Depois de anunciar planos para assumir o controle de mais de 65 bilhões de barris das reservas de petróleo bruto da Venezuela, o governo Trump deixou claro que esse era apenas o começo. O próximo passo é uma campanha para afastar a China e potências como a Rússia, que a Casa Branca classificou como "atores estrangeiros malignos", em uma ofensiva para garantir que "a predominância americana em nosso hemisfério nunca mais seja questionada".
Agora, Washington pretende tentar reestruturar a dívida da Venezuela, que inclui bilhões de dólares devidos à China.
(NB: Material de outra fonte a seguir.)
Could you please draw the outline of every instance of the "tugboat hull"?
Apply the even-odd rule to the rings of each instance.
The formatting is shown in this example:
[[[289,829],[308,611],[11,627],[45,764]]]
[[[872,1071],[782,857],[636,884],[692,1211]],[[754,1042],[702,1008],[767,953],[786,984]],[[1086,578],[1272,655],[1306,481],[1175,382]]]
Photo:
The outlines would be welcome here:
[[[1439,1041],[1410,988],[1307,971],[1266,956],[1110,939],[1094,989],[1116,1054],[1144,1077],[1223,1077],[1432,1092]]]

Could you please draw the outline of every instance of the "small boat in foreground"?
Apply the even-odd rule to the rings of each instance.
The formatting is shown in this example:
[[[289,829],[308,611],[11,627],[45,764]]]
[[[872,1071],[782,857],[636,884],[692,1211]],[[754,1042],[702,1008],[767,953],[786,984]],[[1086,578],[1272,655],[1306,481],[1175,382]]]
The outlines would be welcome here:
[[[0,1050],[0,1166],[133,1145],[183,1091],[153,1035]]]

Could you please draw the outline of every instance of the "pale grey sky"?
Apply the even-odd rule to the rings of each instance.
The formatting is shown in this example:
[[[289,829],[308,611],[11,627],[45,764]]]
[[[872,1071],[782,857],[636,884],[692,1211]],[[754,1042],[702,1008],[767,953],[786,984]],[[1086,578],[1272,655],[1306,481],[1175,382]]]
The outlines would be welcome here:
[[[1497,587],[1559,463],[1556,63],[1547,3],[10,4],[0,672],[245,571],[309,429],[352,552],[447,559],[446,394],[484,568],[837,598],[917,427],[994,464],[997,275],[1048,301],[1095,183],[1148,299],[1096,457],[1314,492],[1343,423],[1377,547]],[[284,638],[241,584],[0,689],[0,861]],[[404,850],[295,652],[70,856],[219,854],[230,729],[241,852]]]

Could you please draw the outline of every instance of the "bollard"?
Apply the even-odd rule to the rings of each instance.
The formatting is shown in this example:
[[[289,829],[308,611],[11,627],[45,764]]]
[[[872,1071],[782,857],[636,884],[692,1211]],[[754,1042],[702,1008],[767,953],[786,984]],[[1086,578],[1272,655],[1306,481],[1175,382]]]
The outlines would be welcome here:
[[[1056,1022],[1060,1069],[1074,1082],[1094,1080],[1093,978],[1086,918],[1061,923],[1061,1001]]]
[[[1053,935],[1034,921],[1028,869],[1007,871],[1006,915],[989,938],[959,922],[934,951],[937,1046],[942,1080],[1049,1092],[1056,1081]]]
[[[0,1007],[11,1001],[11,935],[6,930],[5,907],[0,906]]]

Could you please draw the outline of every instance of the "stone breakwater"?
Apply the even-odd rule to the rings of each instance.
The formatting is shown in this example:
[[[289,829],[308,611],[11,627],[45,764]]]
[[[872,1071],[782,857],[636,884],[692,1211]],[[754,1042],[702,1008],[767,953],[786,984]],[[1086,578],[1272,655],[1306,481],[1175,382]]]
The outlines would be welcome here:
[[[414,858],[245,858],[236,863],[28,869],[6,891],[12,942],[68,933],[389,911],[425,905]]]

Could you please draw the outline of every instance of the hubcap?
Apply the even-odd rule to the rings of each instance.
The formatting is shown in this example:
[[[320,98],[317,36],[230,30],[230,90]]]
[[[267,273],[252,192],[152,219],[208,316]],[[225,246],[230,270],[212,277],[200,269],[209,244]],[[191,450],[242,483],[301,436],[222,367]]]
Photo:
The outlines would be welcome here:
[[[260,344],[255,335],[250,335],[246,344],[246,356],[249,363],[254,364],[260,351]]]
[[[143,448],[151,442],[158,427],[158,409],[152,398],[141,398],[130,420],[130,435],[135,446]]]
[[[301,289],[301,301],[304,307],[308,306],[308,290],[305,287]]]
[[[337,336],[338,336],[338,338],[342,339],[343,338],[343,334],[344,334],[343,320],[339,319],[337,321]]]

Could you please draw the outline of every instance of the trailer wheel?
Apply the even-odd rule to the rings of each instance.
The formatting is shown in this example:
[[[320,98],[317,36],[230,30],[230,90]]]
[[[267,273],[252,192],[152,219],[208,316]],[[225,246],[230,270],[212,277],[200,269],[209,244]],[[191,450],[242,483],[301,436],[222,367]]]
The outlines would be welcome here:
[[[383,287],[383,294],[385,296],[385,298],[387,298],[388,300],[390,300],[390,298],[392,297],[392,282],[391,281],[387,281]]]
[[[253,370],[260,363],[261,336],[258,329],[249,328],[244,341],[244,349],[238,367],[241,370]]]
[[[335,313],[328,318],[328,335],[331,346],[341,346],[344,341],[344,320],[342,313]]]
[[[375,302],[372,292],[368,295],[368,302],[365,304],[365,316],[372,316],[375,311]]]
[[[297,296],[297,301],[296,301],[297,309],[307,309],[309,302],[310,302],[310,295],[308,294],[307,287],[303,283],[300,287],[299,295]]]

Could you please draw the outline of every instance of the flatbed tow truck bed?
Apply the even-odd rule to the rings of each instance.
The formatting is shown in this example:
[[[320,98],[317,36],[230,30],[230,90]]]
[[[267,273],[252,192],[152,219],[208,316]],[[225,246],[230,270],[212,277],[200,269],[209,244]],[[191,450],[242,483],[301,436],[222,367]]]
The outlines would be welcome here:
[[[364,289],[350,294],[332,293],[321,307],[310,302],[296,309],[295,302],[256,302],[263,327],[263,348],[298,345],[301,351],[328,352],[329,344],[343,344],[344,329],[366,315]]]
O secretário de Energia dos EUA, Chris Wright, afirmou na quarta-feira (2) que Pequim não terá direito a nenhuma receita proveniente da nova produção venezuelana —eliminando um dos canais usados para o pagamento da dívida.Os EUA apresentaram a campanha como o capítulo mais recente da chamada "Doutrina Donroe", incorporada à Estratégia de Segurança Nacional da Casa Branca, que estabelece o direito unilateral dos EUA de impedir que potências rivais tenham a propriedade ou o controle de "ativos estrategicamente vitais". Sob essa bandeira, retirar campos de petróleo venezuelanos de empresas chinesas representa uma oportunidade geopolítica de alinhá-los aos interesses de Washington.